(Dear God, please note this is no ta challenge. We're cool with this; no need to try and top it!)
As I wrote before my uncle passed away on April first. I was able to fly in for his memorial, see family and reconnect, all while celebrating a man who loved and lived life to the fullest.
48 hours after getting home, I got a phone call that someone we love was on hospital bed rest. She was dilating much too soon and the doctors were working hard to keep the baby in. The baby, now nicknamed Miss Who, had other plans and she was born in the wee hours of April 13. (Yes, she shares a birthday with Joseph!) Once again, I found myself on a plane and by noon, I was in her town, visiting her family. By two, I was allowed to see the baby and being one of the first people to see little Miss Who on her birthday will forever be one of my most cherished memories.
I spent most of April traveling, celebrating both Cole and Joseph's birthdays from afar. I know they missed me but I also know they understood why I had to leave. Joseph was thrilled Miss Who shares his birthday, although he knows the complications of prematurity all too well.
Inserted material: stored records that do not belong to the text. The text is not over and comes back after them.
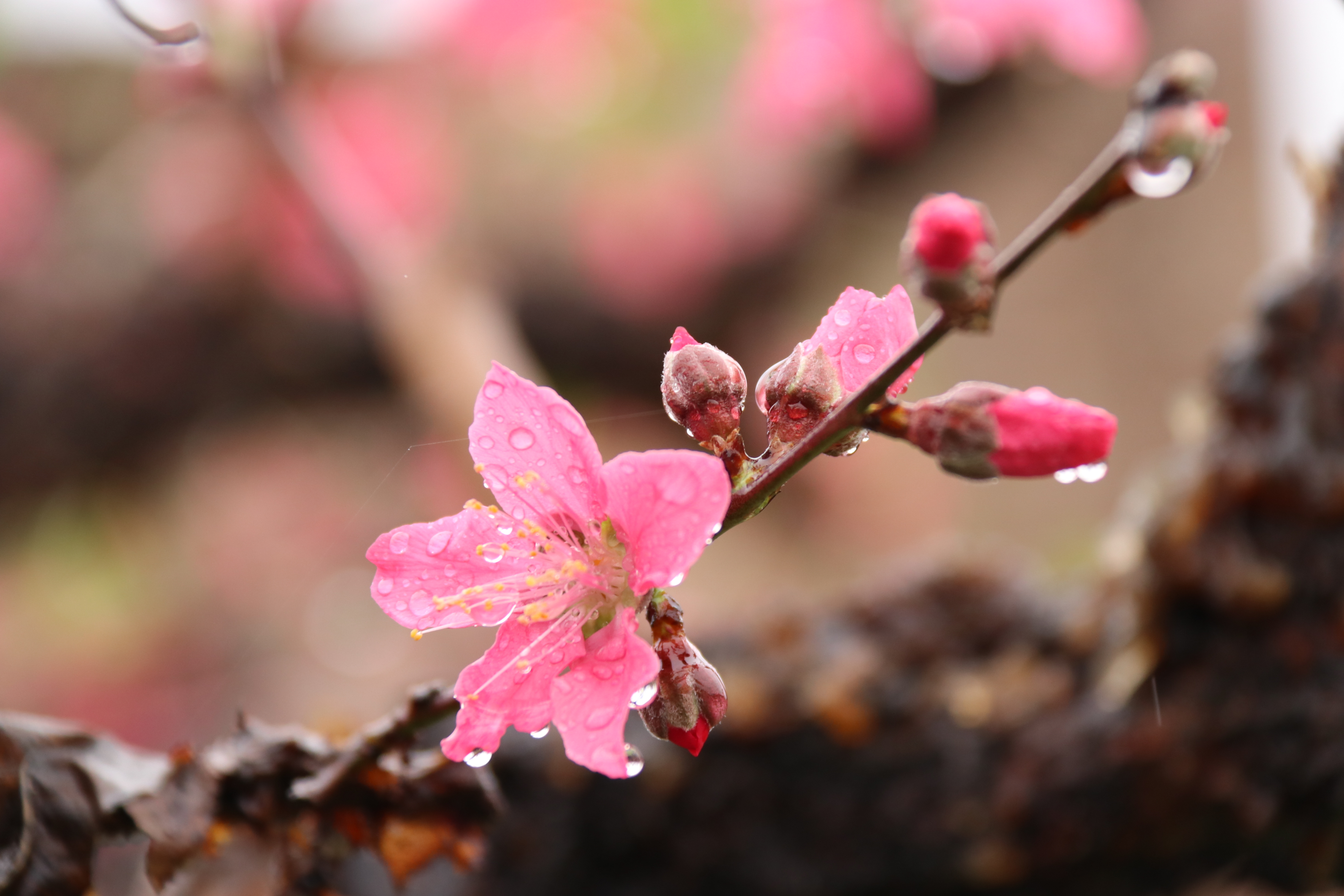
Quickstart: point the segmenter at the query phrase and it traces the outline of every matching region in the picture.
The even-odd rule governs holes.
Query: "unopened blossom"
[[[679,584],[716,531],[728,506],[723,465],[676,450],[602,463],[569,402],[500,364],[468,434],[499,505],[468,501],[398,527],[367,555],[374,599],[413,635],[499,626],[457,680],[444,752],[488,759],[509,725],[554,724],[570,759],[625,778],[632,696],[660,668],[636,610],[653,588]]]
[[[900,286],[884,297],[853,286],[841,293],[816,332],[757,382],[757,406],[769,418],[771,451],[806,435],[910,344],[918,329],[910,296]],[[922,361],[896,377],[887,395],[905,392]],[[856,437],[862,439],[862,434]],[[832,451],[845,454],[856,446],[847,442]]]
[[[981,203],[939,193],[910,214],[900,266],[964,329],[988,329],[995,301],[995,224]]]
[[[720,348],[698,343],[684,326],[663,359],[663,408],[715,454],[741,443],[747,375]]]
[[[1097,463],[1116,441],[1116,416],[1040,386],[958,383],[942,395],[883,412],[883,431],[906,438],[968,478],[1050,476]]]

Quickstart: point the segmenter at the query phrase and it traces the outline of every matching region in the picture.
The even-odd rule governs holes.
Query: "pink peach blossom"
[[[1110,454],[1116,416],[1043,386],[1012,391],[989,404],[999,426],[999,449],[989,455],[1000,476],[1050,476]]]
[[[374,599],[414,634],[500,626],[457,680],[462,707],[444,752],[495,752],[509,725],[552,723],[570,759],[625,778],[630,697],[660,668],[634,634],[636,607],[700,556],[728,506],[727,473],[699,451],[602,463],[569,402],[500,364],[468,434],[499,506],[468,501],[398,527],[367,555]]]

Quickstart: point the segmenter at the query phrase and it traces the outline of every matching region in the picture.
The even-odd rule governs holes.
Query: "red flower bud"
[[[985,480],[1050,476],[1110,454],[1116,418],[1050,390],[960,383],[886,412],[880,429],[938,458],[949,473]]]
[[[817,345],[794,345],[789,357],[775,363],[757,383],[757,404],[766,414],[770,453],[778,454],[798,442],[844,398],[840,371]]]
[[[930,270],[953,273],[970,261],[985,240],[980,206],[957,193],[930,196],[910,218],[915,257]]]
[[[739,441],[747,375],[731,355],[698,343],[677,326],[663,360],[663,407],[668,416],[715,454]]]
[[[640,709],[640,717],[655,737],[671,740],[699,756],[710,729],[723,721],[728,711],[723,678],[687,639],[676,600],[665,594],[655,598],[649,602],[648,618],[653,650],[663,668],[657,696]]]

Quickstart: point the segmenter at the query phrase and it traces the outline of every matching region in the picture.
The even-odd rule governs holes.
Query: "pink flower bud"
[[[966,329],[986,329],[995,298],[995,226],[977,201],[926,196],[910,214],[900,266],[919,292]]]
[[[909,439],[949,473],[986,480],[1050,476],[1110,454],[1116,418],[1050,390],[1024,392],[995,383],[950,391],[888,412],[882,429]]]
[[[653,652],[663,668],[657,696],[640,709],[655,737],[671,740],[692,756],[700,755],[710,729],[723,721],[728,696],[718,670],[685,637],[681,607],[663,595],[649,602]]]
[[[663,407],[700,445],[722,454],[739,438],[747,375],[731,355],[677,326],[663,360]]]
[[[930,196],[910,218],[915,257],[930,270],[952,273],[985,240],[980,206],[957,193]]]
[[[989,462],[1000,476],[1050,476],[1110,454],[1116,415],[1035,386],[989,406],[999,426],[999,450]]]
[[[802,439],[845,395],[840,371],[824,347],[793,347],[789,357],[774,364],[757,383],[757,404],[766,412],[770,453],[777,454]]]

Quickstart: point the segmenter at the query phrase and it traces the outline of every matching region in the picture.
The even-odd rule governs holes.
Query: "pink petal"
[[[700,451],[629,451],[607,461],[602,477],[630,590],[680,583],[728,509],[723,463]]]
[[[499,625],[513,610],[512,594],[496,602],[487,588],[469,599],[470,613],[461,606],[439,610],[434,598],[450,598],[472,586],[491,586],[504,576],[527,575],[528,564],[536,563],[527,549],[499,549],[509,543],[500,527],[508,528],[511,523],[503,513],[466,509],[437,523],[411,523],[384,532],[364,555],[378,567],[370,594],[383,613],[407,629]],[[480,553],[477,545],[482,547]],[[491,563],[495,557],[499,559]]]
[[[999,423],[999,449],[989,462],[1003,476],[1050,476],[1110,454],[1116,416],[1036,386],[989,406]]]
[[[555,676],[583,656],[585,614],[521,625],[517,617],[500,626],[485,654],[462,669],[453,696],[462,704],[457,727],[442,742],[444,755],[461,762],[473,750],[495,752],[504,731],[539,731],[551,720]]]
[[[910,296],[903,287],[892,286],[886,298],[878,298],[866,289],[851,286],[840,294],[821,318],[817,332],[802,347],[810,352],[820,345],[840,371],[845,392],[852,392],[913,341],[918,330]],[[887,394],[905,392],[922,363],[921,357],[892,383]]]
[[[672,454],[672,451],[663,451]],[[607,778],[625,772],[625,719],[630,695],[659,674],[659,657],[634,630],[634,610],[621,607],[605,629],[587,639],[587,653],[551,685],[555,728],[564,755]]]
[[[495,364],[466,431],[485,485],[515,519],[552,532],[602,517],[602,455],[587,423],[555,390]]]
When I told him the baby was born, joy fitted over his face, but it was soon followed by tears when he remembered when the baby was due.
It is because of this knowledge that I did this one Sunday:
We have walked in the March of Dimes March for Babies every year since 2009. The first year, we walked alone. The second year, we were surrounded by friends from our NICU, with our new little son in tow (Cole). This year, I just took the littles, as the older ones were at a camp out but it was still meaningful and special. We not only walked for George but for Miss Who.
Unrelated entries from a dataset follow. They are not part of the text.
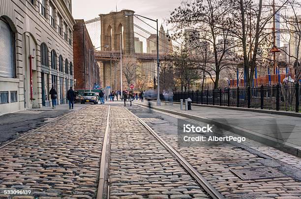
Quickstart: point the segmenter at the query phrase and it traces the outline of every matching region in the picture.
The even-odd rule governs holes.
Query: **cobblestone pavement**
[[[87,105],[76,104],[75,109]],[[33,129],[35,129],[63,114],[70,113],[69,105],[57,106],[56,109],[43,107],[31,109],[0,115],[0,146]]]
[[[208,199],[139,121],[112,107],[110,199]]]
[[[156,110],[155,112],[167,115],[170,115],[177,119],[186,119],[190,120],[190,119],[188,119],[181,116],[176,115],[173,114],[163,112],[160,111]],[[155,119],[156,120],[162,120],[162,119],[161,119],[157,118],[145,118],[143,119],[146,122],[149,122],[151,120],[151,119]],[[287,164],[288,165],[301,169],[301,158],[289,154],[283,151],[281,151],[275,148],[267,146],[261,143],[259,143],[257,142],[252,141],[248,138],[246,138],[246,142],[245,142],[243,144],[266,155],[270,156],[272,158],[274,158],[275,159],[276,159],[279,161],[282,162],[283,163]]]
[[[0,198],[11,198],[5,190],[31,191],[13,199],[93,198],[108,107],[88,106],[0,149]]]
[[[136,114],[139,113],[146,117],[146,109],[143,109],[144,110],[137,111],[136,110],[133,113],[136,112]],[[139,114],[137,115],[139,116]],[[151,118],[147,118],[145,120],[149,124],[152,122],[152,124],[152,124],[151,125],[152,127],[156,126],[154,129],[158,135],[176,149],[226,198],[301,199],[301,182],[292,177],[243,181],[230,171],[234,169],[262,167],[264,165],[262,161],[264,160],[262,157],[228,143],[213,145],[205,142],[200,144],[197,147],[179,147],[176,124],[172,124],[168,121],[164,121],[164,123],[162,121],[162,118],[161,122],[158,121],[157,118],[152,121]],[[160,123],[163,124],[158,125]],[[173,128],[172,127],[173,125]],[[165,128],[169,130],[163,130]],[[175,133],[171,133],[172,131]],[[258,147],[258,145],[254,148],[256,147]]]

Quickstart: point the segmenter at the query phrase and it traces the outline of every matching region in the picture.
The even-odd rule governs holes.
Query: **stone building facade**
[[[52,85],[57,104],[66,103],[73,84],[71,5],[72,0],[0,1],[0,42],[5,44],[0,49],[0,114],[49,106]]]
[[[94,57],[93,46],[83,19],[73,26],[73,55],[76,89],[93,89],[100,85],[99,66]],[[96,47],[97,48],[97,47]]]

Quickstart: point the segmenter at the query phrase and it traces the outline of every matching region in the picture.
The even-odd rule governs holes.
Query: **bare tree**
[[[139,78],[140,67],[133,56],[127,56],[122,59],[122,74],[126,80],[127,86],[135,83]]]
[[[168,22],[174,25],[175,30],[180,30],[175,34],[176,37],[181,36],[185,28],[193,28],[205,33],[205,36],[201,37],[209,42],[212,48],[211,64],[209,64],[209,70],[205,71],[214,83],[214,88],[217,88],[222,66],[227,65],[224,63],[227,62],[226,57],[229,57],[228,53],[230,49],[235,47],[233,45],[228,45],[231,31],[223,28],[229,23],[227,17],[232,4],[222,0],[191,1],[182,1],[181,6],[172,12]],[[204,68],[200,69],[202,68]],[[212,77],[212,72],[215,78]]]
[[[301,61],[301,16],[298,14],[298,11],[301,9],[301,2],[296,0],[288,1],[286,8],[292,14],[288,16],[286,15],[281,16],[288,29],[284,33],[289,34],[289,53],[286,54],[289,56],[289,64],[291,64],[291,60],[293,59],[292,62],[294,63],[293,64],[296,70],[295,79],[298,81],[301,78],[301,68],[299,64]]]

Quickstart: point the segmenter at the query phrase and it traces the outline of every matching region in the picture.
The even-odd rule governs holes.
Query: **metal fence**
[[[301,110],[301,85],[298,83],[237,87],[203,91],[176,92],[174,102],[188,97],[193,103],[228,107],[295,111]],[[162,100],[167,100],[160,95]],[[171,101],[168,99],[168,101]]]

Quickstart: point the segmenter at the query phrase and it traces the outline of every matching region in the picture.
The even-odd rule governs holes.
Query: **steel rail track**
[[[133,114],[128,109],[123,107],[132,115],[137,118],[142,125],[150,132],[158,141],[174,156],[188,171],[188,172],[196,180],[197,182],[203,187],[203,188],[211,196],[213,199],[225,199],[219,192],[203,177],[200,173],[195,170],[185,159],[180,155],[175,149],[170,146],[167,142],[164,141],[151,128],[150,128],[146,122],[140,117]]]
[[[102,144],[102,150],[101,151],[101,158],[100,159],[100,167],[99,168],[99,181],[97,188],[97,194],[96,199],[102,199],[105,197],[105,195],[109,196],[109,186],[107,190],[105,189],[106,185],[108,184],[108,180],[106,179],[106,171],[108,169],[108,153],[110,150],[110,131],[111,130],[111,106],[109,105],[109,111],[107,116],[107,124],[106,131],[103,139]]]
[[[84,107],[83,109],[85,109],[85,108],[86,108],[86,107]],[[60,120],[60,119],[61,119],[62,118],[63,118],[63,117],[65,117],[65,116],[66,116],[69,115],[70,115],[70,114],[74,114],[75,113],[77,112],[78,111],[76,111],[72,112],[71,112],[71,113],[68,113],[68,114],[64,114],[63,115],[61,116],[60,116],[60,117],[58,117],[57,118],[56,118],[56,119],[54,119],[54,120],[51,121],[50,121],[50,122],[48,122],[47,124],[45,124],[43,125],[43,126],[40,126],[39,127],[38,127],[38,128],[36,128],[36,129],[32,129],[32,130],[30,130],[30,131],[29,131],[29,132],[28,132],[28,133],[25,133],[25,134],[24,134],[24,135],[23,135],[23,136],[21,136],[21,137],[19,137],[19,138],[17,138],[16,139],[15,139],[15,140],[13,140],[12,141],[11,141],[11,142],[8,142],[8,143],[6,143],[6,144],[4,144],[4,145],[2,145],[2,146],[0,146],[0,149],[2,149],[2,148],[4,148],[4,147],[6,146],[7,146],[7,145],[8,145],[10,144],[11,144],[11,143],[12,143],[14,142],[15,142],[17,141],[17,140],[20,140],[20,139],[21,139],[21,138],[25,137],[25,136],[28,136],[28,135],[30,135],[30,134],[31,134],[31,133],[34,133],[34,132],[36,132],[36,131],[37,131],[39,130],[39,129],[41,129],[42,128],[45,127],[45,126],[47,126],[47,125],[49,125],[49,124],[52,124],[52,123],[53,123],[53,122],[55,122],[55,121],[58,121],[58,120]]]

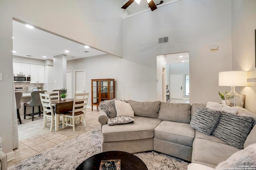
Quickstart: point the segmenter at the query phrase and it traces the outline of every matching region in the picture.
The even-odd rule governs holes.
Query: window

In 2009, George was only six months old. I felt like we half didn't belong, as he was big and doing so well. I was still so terrified of the future, unable to hope that my son would ever be as strong as the kids who ran around wearing shirts that proudly proclaimed "I was a 24 weeker!" This year, though, I looked for those kids. I sought out the shirts, and I watched them, buoyed by the hope and knowledge that one day, Miss Who will be among those babies running around.
Yes, hope and knowledge. From the day she was born, I have believed that she will kick prematurity in the butt and take names. This isn't a native belief; I know the statistics and stories all too well. This comes from a belief in my gut, the feeling of peace that washed over me when I learned of her arrival, the joy I saw when I looked at her in her bed.
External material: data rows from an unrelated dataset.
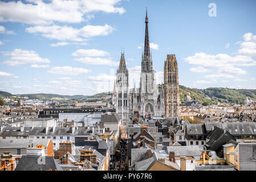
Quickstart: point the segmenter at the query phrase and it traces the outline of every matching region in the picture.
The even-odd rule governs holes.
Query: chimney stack
[[[151,155],[152,155],[152,152],[150,149],[148,150],[148,157],[150,157]]]
[[[169,160],[175,163],[175,154],[174,152],[169,152]]]
[[[180,157],[180,170],[186,171],[186,157]]]

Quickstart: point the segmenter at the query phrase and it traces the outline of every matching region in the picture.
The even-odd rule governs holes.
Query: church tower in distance
[[[124,53],[121,53],[119,68],[116,72],[116,113],[122,119],[123,133],[127,129],[129,120],[129,74],[124,59]]]
[[[175,55],[167,55],[164,62],[164,104],[166,117],[180,115],[178,64]]]

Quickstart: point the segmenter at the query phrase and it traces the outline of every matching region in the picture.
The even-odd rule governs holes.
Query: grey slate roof
[[[200,156],[201,150],[198,146],[167,146],[166,153],[174,152],[176,156]]]
[[[204,124],[189,124],[186,125],[188,135],[204,135],[205,134]]]
[[[101,121],[105,123],[118,123],[121,119],[117,114],[101,115]]]
[[[38,160],[39,156],[29,156],[23,155],[19,160],[15,171],[63,171],[54,157],[45,156],[45,164],[39,164]]]
[[[29,145],[35,147],[38,144],[42,144],[47,147],[50,139],[5,139],[0,140],[0,148],[25,148]]]
[[[27,132],[28,131],[28,132]],[[97,132],[95,130],[95,134]],[[55,128],[53,131],[53,127],[49,127],[47,133],[46,133],[46,127],[24,127],[24,131],[21,131],[20,127],[6,127],[0,132],[0,136],[38,136],[38,135],[92,135],[92,130],[89,130],[87,127],[78,127],[75,129],[74,133],[72,133],[71,127],[59,127]]]

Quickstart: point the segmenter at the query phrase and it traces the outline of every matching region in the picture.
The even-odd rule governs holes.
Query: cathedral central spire
[[[146,18],[145,19],[145,23],[146,23],[146,28],[145,31],[145,43],[144,43],[144,57],[150,57],[150,48],[149,48],[149,38],[148,36],[148,10],[146,9]]]

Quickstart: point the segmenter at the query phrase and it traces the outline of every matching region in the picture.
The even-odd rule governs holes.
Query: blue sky
[[[170,53],[181,85],[256,89],[254,0],[27,0],[0,1],[0,90],[112,91],[122,48],[138,86],[146,6],[158,82]]]

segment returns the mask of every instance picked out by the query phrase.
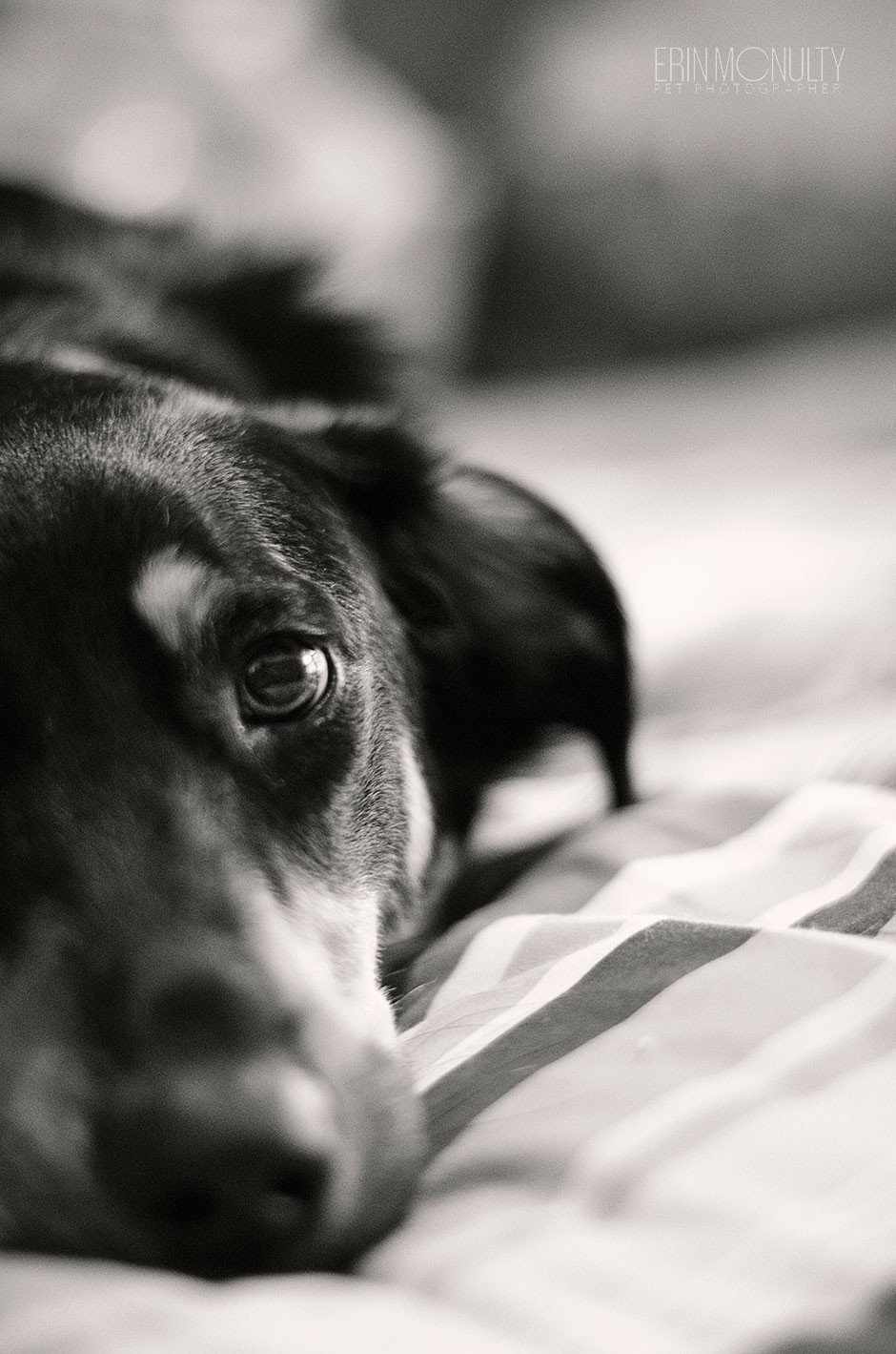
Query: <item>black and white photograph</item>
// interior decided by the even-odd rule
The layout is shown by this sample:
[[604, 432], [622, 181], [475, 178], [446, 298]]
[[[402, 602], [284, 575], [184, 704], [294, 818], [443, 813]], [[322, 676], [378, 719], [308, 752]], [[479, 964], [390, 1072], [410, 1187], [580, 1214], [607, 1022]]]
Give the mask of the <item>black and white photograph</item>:
[[896, 8], [0, 0], [0, 1354], [896, 1354]]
And the knowledge, too, of having four years of this under my belt. I remember where George was 2 years ago and I see where he is now. I remember two years ago, when we walked along Baby Boulevard and he could have cared less about his sign. I think back to Sunday, when we found his picture and how he kept saying, "That's me! That's me!"
|Right below his sign (photo credit: friend)|
When I was at the walk, I had sudden, fleeting vision of a little toddler, a toddler with pudgy legs, big brown eyes and soft brown curls, wearing a purple shirt, standing between her parents under the banner. I couldn't help but be thankful that, due to research on the part of the March of Dimes, Miss Who has an awesome chance at life. Like George, she is one in 8:
|photo credit: March of Dimes|
and like George, she will be awesome.